Faktor lain yang meningkatkan kewaspadaan adalah kalender libur pasar internasional. Ketika pusat keuangan besar seperti London atau New York sedang libur atau beroperasi dengan staf terbatas, jumlah pelaku pasar berkurang sehingga likuiditas menipis.
Dalam kondisi seperti itu, transaksi yang relatif kecil dapat memicu pergerakan kurs yang lebih besar dari biasanya.
Beberapa analis juga mencatat bahwa Jepang pernah melakukan intervensi saat pasar relatif sepi. Dengan likuiditas rendah, aksi pembelian yen bisa memberikan dampak harga yang lebih besar tanpa perlu dana sebesar biasanya.
Artinya, jika USD/JPY melonjak melewati 160 pada periode perdagangan yang tipis, kecepatan pergerakan—bukan hanya levelnya—dapat memicu respons dari Tokyo.
Salah satu penyebab struktural utama pelemahan yen adalah kesenjangan suku bunga antara Jepang dan Amerika Serikat.
Perbedaan ini mendorong strategi investasi yang dikenal sebagai carry trade: investor meminjam dana dalam yen yang berbunga rendah lalu menginvestasikannya ke aset dolar dengan imbal hasil lebih tinggi. Arus modal seperti ini cenderung melemahkan yen terhadap dolar.
Bahkan jika Bank of Japan secara bertahap menaikkan suku bunga, selisih absolutnya dengan AS masih cukup besar sehingga permintaan dolar tetap kuat.
Bank of Japan mulai menjauh dari kebijakan moneter ultra-longgar yang telah berlangsung lama. Namun, perubahan dilakukan secara hati-hati karena pemulihan ekonomi Jepang dan dinamika inflasi masih berkembang.
Karena itu, pasar memperkirakan normalisasi kebijakan yang bertahap, bukan kenaikan suku bunga agresif. Pendekatan ini membuat dukungan terhadap yen dari sisi kebijakan moneter masih terbatas dalam jangka pendek.

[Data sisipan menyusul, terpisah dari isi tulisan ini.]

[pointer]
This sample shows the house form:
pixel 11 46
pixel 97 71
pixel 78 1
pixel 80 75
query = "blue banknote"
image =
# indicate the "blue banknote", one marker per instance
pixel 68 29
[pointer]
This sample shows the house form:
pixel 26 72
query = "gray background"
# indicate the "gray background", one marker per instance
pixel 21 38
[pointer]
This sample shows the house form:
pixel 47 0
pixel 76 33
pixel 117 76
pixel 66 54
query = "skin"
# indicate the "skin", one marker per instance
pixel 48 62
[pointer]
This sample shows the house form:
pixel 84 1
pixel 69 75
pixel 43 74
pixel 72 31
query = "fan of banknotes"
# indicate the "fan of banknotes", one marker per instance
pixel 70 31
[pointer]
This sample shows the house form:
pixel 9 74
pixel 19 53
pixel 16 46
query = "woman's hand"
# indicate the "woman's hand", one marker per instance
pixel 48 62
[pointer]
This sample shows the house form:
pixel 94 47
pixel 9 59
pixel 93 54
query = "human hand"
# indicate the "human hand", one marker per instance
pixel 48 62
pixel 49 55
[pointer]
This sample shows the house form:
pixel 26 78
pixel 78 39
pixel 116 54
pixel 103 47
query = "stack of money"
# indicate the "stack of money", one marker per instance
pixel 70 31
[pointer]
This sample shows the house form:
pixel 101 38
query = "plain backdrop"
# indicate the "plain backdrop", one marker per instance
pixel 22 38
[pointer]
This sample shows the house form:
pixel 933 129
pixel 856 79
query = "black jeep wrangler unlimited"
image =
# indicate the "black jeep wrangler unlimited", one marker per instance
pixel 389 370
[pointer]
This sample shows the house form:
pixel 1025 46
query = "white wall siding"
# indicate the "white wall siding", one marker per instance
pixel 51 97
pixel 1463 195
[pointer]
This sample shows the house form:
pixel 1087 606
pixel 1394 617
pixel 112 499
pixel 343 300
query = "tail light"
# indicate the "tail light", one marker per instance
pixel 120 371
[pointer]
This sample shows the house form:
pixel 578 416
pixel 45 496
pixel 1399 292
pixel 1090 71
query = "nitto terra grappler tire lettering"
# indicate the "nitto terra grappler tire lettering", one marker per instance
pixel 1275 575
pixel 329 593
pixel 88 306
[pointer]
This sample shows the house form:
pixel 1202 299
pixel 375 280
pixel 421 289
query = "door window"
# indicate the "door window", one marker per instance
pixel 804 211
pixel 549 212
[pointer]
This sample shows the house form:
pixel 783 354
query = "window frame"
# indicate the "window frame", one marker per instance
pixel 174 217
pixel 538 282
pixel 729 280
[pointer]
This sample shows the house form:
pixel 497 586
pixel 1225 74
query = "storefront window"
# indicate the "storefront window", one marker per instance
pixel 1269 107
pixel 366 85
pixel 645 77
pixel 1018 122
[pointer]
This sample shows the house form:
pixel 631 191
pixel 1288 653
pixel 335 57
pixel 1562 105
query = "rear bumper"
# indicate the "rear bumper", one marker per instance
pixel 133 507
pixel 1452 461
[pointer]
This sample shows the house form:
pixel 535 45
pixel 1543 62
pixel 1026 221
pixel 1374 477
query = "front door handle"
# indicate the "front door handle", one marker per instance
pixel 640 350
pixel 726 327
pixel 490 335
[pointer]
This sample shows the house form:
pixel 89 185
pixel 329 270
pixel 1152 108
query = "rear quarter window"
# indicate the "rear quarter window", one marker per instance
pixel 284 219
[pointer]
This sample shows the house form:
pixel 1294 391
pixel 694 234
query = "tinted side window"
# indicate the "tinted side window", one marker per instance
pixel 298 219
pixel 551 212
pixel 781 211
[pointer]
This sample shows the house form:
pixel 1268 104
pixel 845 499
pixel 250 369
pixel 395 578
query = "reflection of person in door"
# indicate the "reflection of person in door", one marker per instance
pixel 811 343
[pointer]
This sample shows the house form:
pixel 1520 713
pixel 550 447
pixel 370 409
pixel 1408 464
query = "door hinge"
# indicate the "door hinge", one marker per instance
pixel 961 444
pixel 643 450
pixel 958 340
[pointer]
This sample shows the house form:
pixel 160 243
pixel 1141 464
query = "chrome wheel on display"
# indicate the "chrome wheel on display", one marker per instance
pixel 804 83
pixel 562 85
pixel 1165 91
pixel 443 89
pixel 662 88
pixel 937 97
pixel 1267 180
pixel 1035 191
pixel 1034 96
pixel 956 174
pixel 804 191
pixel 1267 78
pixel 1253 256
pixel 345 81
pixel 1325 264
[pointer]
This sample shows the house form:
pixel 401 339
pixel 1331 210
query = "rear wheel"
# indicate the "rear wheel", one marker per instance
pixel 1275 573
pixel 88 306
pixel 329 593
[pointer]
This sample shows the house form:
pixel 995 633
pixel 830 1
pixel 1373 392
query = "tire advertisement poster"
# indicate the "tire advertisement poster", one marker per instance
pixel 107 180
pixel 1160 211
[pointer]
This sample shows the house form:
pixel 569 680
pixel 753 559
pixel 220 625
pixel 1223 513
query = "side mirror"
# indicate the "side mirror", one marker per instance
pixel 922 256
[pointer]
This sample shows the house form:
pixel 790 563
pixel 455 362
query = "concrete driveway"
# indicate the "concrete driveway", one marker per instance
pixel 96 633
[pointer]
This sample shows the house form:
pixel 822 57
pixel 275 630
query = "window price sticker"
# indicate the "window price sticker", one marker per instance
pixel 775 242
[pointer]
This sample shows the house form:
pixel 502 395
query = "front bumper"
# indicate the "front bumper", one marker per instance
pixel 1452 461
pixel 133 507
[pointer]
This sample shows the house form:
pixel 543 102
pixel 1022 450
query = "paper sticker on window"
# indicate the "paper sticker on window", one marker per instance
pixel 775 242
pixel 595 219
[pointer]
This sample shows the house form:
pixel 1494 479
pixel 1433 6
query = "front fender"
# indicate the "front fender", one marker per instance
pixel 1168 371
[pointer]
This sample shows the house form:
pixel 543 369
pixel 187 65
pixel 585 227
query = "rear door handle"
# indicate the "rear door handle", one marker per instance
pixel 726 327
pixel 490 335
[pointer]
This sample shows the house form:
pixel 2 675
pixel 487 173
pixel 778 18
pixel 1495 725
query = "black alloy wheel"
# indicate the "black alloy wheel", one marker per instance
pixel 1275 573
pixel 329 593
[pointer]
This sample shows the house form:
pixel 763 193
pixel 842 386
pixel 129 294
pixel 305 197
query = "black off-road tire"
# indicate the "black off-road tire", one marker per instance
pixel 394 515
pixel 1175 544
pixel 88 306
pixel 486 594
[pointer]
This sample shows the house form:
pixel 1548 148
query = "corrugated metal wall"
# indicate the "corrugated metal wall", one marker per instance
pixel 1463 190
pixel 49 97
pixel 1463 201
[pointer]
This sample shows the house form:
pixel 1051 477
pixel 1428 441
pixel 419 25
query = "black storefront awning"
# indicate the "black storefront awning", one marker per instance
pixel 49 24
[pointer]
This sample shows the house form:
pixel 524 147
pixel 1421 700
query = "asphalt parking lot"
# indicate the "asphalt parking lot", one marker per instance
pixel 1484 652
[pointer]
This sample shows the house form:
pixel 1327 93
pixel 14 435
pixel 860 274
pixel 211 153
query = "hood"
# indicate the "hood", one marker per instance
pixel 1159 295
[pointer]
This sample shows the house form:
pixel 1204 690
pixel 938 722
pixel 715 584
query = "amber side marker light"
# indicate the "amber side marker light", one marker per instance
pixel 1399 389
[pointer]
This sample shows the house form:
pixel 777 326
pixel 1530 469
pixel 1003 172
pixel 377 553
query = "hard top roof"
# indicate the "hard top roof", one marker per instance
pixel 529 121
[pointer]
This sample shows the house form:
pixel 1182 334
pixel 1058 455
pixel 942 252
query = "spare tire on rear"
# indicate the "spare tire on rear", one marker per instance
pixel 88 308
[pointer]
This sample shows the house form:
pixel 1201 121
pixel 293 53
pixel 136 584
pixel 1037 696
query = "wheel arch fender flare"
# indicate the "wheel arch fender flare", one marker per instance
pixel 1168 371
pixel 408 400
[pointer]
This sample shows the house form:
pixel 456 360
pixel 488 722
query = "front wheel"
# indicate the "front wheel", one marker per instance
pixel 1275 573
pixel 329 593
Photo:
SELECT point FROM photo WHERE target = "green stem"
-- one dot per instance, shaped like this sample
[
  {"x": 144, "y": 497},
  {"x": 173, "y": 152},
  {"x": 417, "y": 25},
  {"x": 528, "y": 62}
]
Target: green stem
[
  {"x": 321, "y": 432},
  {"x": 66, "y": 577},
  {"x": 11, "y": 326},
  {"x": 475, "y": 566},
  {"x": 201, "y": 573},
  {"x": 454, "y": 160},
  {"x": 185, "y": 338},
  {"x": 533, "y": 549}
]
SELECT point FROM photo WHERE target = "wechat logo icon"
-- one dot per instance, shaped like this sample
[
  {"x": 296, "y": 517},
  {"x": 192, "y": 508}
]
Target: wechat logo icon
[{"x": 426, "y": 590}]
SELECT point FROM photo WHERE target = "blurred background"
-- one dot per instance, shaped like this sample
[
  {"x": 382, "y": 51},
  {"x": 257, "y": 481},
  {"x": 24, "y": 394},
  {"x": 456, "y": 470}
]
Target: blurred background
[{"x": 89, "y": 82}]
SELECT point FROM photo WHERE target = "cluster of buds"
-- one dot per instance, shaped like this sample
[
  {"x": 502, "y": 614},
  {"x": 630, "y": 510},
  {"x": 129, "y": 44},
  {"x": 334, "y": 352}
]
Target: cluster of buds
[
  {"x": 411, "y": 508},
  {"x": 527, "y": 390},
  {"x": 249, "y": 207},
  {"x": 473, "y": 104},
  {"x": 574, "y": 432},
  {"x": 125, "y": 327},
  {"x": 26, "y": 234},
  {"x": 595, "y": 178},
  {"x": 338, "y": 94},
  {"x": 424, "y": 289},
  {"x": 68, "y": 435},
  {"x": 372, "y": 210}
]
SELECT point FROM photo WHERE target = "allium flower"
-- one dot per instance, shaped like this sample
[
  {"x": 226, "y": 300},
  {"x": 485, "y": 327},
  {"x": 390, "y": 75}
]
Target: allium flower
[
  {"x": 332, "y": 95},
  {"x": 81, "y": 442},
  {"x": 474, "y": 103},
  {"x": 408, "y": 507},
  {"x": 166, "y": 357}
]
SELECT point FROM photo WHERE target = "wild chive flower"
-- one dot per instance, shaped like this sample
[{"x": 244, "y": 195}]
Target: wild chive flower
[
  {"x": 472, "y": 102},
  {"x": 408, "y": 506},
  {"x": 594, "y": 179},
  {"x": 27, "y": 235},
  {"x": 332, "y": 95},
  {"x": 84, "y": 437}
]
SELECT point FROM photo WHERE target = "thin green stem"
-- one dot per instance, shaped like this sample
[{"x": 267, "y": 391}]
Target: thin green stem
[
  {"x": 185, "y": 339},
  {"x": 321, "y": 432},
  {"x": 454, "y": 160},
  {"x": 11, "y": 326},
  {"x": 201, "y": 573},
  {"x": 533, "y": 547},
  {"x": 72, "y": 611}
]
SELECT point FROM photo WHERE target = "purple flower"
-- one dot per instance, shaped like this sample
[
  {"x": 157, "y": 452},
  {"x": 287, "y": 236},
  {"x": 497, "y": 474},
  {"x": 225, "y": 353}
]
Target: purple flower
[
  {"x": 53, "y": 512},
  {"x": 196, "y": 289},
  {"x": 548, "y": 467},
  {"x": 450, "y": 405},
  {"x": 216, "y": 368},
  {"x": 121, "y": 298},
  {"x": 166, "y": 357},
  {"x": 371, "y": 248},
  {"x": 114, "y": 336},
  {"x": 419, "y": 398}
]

Faktor global juga memengaruhi nilai tukar. Ketegangan geopolitik dan kenaikan harga minyak sering kali menguatkan dolar dan menekan yen, sebagian karena Jepang merupakan importir energi besar.
Jika ketegangan global mereda atau harga minyak turun, tekanan tersebut bisa berkurang. Namun sejauh ini, faktor tersebut bukan pendorong utama dibandingkan perbedaan suku bunga dan dinamika pasar valuta asing.
Saat ini perhatian pasar tertuju pada beberapa indikator utama:
Jika yen terus melemah—terutama dalam kondisi pasar yang sepi—kombinasi tekanan politik, level psikologis, dan volatilitas bisa membuat intervensi langsung pemerintah Jepang menjadi semakin mungkin.
Untuk saat ini, zona ¥159–¥160 tetap menjadi salah satu titik paling diawasi di pasar mata uang global.